Question

A survey conducted on 20 households in a locality by a group of statements resulted in the following frequency table for the number of family members in a household.

Family size	1-3	3-5	5-7	7-9	9-11
Number of families	7	8	2	2	1

Find the mode of the given data.

Answer 1

Hint: We start solving the problem by checking whether the given data in the frequency table is continuous or not. If the data is continuous, we proceed further to find the mode otherwise, we add the correction factor to lower and upper boundaries of family size intervals to make it continuous. We then find the family size with the highest number of families to get the modal group. We then use the formula ${{\operatorname{m}}_{e}}=L+\dfrac{{{f}_{m}}-{{f}_{m-1}}}{\left( {{f}_{m}}-{{f}_{m-1}} \right)+\left( {{f}_{m}}-{{f}_{m+1}} \right)}\times I$ and substitute the required values to get the required value of mode.

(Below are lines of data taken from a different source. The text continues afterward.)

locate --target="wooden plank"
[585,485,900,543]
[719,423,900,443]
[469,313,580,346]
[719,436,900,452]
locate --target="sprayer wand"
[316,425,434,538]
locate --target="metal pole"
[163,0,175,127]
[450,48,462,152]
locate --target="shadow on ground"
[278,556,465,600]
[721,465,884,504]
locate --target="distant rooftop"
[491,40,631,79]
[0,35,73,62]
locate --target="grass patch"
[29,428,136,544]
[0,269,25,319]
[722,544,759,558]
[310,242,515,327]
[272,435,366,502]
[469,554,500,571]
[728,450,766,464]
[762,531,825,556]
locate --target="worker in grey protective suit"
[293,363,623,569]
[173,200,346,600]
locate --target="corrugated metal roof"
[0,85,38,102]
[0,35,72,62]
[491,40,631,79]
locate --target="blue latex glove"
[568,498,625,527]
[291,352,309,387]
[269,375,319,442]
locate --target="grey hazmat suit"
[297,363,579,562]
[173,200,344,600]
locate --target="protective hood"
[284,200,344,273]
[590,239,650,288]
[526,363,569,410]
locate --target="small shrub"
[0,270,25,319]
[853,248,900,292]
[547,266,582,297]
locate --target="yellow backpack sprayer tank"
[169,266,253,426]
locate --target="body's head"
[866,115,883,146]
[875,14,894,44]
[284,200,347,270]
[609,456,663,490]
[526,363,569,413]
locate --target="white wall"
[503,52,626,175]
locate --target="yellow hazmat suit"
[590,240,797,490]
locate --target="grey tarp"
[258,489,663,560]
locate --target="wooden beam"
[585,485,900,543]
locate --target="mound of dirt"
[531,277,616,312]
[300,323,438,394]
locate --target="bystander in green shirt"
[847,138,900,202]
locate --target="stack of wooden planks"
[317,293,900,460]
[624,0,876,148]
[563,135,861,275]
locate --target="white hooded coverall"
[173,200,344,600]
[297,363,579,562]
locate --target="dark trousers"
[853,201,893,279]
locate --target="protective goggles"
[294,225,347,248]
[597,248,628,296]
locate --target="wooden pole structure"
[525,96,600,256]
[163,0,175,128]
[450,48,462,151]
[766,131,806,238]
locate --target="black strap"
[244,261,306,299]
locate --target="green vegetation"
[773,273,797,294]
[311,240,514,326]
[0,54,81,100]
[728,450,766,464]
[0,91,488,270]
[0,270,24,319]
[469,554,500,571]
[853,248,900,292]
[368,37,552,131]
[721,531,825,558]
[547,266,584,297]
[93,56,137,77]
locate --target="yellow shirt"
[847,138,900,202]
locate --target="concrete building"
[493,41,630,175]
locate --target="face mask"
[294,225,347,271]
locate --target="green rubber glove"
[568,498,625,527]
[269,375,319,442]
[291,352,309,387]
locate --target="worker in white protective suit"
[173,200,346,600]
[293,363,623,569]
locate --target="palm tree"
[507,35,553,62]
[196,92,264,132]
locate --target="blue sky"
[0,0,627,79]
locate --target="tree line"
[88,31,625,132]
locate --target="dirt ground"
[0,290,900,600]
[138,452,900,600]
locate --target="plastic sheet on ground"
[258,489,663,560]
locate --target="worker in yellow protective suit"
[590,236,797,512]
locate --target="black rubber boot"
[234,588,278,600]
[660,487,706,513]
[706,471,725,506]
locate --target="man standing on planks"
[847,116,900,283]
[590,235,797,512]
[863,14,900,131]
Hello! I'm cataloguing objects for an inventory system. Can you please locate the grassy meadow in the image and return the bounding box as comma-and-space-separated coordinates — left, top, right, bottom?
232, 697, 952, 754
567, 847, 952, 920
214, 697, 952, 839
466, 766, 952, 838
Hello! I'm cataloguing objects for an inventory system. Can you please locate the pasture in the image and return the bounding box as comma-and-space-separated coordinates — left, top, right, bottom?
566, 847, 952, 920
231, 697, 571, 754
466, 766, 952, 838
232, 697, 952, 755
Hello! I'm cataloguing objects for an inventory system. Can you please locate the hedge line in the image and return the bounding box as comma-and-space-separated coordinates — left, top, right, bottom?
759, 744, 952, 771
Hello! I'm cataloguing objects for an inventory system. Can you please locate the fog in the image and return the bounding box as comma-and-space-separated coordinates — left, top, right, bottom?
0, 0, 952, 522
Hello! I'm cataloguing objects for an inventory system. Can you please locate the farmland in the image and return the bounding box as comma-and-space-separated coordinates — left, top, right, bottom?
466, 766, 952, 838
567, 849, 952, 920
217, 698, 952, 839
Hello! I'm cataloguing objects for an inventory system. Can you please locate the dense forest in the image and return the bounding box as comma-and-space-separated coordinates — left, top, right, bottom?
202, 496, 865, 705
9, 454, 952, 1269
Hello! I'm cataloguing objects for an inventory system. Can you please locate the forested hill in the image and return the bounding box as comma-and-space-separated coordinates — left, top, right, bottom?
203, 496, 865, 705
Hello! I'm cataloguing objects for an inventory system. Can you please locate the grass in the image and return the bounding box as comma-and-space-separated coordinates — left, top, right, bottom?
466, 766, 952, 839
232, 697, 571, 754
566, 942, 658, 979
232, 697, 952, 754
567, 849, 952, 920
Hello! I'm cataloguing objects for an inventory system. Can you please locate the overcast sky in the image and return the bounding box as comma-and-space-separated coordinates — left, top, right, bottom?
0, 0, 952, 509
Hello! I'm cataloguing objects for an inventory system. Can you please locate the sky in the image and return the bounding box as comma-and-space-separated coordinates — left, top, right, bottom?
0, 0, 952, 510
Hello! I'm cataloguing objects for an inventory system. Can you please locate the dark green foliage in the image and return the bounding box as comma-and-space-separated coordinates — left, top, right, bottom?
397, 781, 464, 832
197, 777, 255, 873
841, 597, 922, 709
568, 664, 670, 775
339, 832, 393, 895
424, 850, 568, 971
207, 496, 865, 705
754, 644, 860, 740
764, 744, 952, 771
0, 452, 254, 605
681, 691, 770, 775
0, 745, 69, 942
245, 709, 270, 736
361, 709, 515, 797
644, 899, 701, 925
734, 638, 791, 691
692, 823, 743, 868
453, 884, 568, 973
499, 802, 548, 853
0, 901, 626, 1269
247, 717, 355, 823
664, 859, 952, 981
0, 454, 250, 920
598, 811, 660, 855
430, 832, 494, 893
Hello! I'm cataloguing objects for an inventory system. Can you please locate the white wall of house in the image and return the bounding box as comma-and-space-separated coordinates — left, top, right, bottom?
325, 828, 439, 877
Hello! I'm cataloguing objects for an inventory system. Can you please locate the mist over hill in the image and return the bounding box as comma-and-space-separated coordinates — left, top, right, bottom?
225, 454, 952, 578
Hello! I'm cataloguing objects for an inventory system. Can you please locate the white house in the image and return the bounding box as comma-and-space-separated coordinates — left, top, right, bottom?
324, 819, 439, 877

Complete step by step answer:
According to the problem, we are given a frequency table representing the survey conducted on 20 households in a locality by a group of statements. We need to find the mode of that given data.
Let us rewrite the given table

Family size	1-3	3-5	5-7	7-9	9-11
Number of families	7	8	2	2	1

We can see that the upper limit of the previous interval of family size is equal to the lower limit of the next interval of family size, which makes the given data in the frequency table continuous.
We know that the mode is defined as the value which appears most often in a data set. Let us find the interval of family size in which the number of families is higher. We can see that the interval $3-5$ has a higher number of families 8.
We know that the mode of a grouped distribution is defined as ${{\operatorname{m}}_{e}}=L+\dfrac{{{f}_{m}}-{{f}_{m-1}}}{\left( {{f}_{m}}-{{f}_{m-1}} \right)+\left( {{f}_{m}}-{{f}_{m+1}} \right)}\times I$.
Where, L = lower boundary of the interval of family size in which we get the mode = 3.
${{f}_{m-1}}$ = no. of families in the family size which is just before the interval we get the mode = 7.
${{f}_{m}}$ = no. of families in the family size interval in which we get the mode = 8.
${{f}_{m+1}}$ = no. of families in the family size which is just after the interval we get the mode = 2.
I = size of the interval in family size = 2.
Now, let us these values in the formula ${{\operatorname{m}}_{e}}=L+\dfrac{{{f}_{m}}-{{f}_{m-1}}}{\left( {{f}_{m}}-{{f}_{m-1}} \right)+\left( {{f}_{m}}-{{f}_{m+1}} \right)}\times I$.
\[\Rightarrow {{\operatorname{m}}_{e}}=3+\dfrac{8-7}{\left( 8-7 \right)+\left( 8-2 \right)}\times 2\].
\[\Rightarrow {{\operatorname{m}}_{e}}=3+\dfrac{1}{1+6}\times 2\].
\[\Rightarrow {{\operatorname{m}}_{e}}=3+\dfrac{2}{7}\].
\[\Rightarrow {{\operatorname{m}}_{e}}=3+0.29\].
\[\therefore {{\operatorname{m}}_{e}}=3.29\].
So, we have found the mean of the given frequency distribution is 3.29.

Note:
We should know that the obtained mode is an estimate not an absolute value as the raw data is exactly not known to us. We should know that the obtained mode is near to the absolute mode value as we can see that the number of families is higher in family sizes $1-3$ and $3-5$. We should not confuse the notations and make calculation mistakes while solving this problem. Similarly, we expect problems to find the mean, median for the given data.